Mobilising capital with low cost and reasonable risk
In 2022, the management and use of public debt is performed more effectively. The public debt strategy to 2030, approved by the Prime Minister, is an important basis for reforming public debt management sustainably and effectively. A series of capital mobilisation measures have been implemented with a low cost associated with a reasonable level of risk; the structure and volume of loans are adjusted following the demand for capital use and market conditions.

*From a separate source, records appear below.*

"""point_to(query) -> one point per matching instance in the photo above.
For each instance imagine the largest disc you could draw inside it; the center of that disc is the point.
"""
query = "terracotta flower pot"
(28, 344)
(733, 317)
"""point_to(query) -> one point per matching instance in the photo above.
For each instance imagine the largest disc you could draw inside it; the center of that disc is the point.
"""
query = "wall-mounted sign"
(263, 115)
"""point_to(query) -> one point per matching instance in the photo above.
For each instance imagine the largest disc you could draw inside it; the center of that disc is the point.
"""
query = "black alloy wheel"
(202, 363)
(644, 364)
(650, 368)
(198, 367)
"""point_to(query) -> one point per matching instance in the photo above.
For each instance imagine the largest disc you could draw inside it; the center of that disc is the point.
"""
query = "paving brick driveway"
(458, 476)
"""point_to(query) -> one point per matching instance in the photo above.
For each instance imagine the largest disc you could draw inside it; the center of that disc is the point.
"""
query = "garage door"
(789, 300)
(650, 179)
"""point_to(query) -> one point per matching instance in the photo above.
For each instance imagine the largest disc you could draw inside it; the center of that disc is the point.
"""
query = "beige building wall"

In addition, the domestic government bond market is to be promoted by diversifying products and expanding the long-term investor base. Focusing on building a system of public debt management tools, strengthening inspection and supervision of the on-lending, not granting government guarantees for new loans, promoting and supporting disbursement, and ensuring timely repayment.
According to the report, the Government requests to strictly implement thrift and anti-waste in using loans and public debt. As a result, the capital mobilisation to meet the public expenditure target has achieved positive results, followed with the actual needs, and minimised risks. As a result, the domestic government bond mobilisation, terms and interest rates have been more favourable than in the previous period.
Low-cost resources are used flexibly, the investor base is diversified to reduce dependence on commercial banks. However, the projects on mobilising capital from ODA and foreign preferential loans must be carefully controlled and completed investment procedures for signing to protect national interests.
In 2022, Vietnam effectively implemented the national credit rating, which is shown by organisations' improvement of Vietnam's national credit rating.
On May 26, S&P Global organisation raised the country's credit rating from BB to BB+ with a stable outlook. On September 6, Moody's increased the rating from Ba3 to Ba2, with a stable outlook.
The effective and sustainable control of public debt while operating a flexible fiscal policy to support economic recovery and development is appreciated by rating agencies, which is one of the key factors for a rating upgrade.
Vietnam's credit rating upgrade in the context of global fluctuations and challenges has a very positive meaning, contributing to improving the country's reputation and creating spillover effects for the economy, reducing the Government's borrowing costs, businesses and credit institutions, attracting more capital sources from potential investors, contributing to socio-economic development.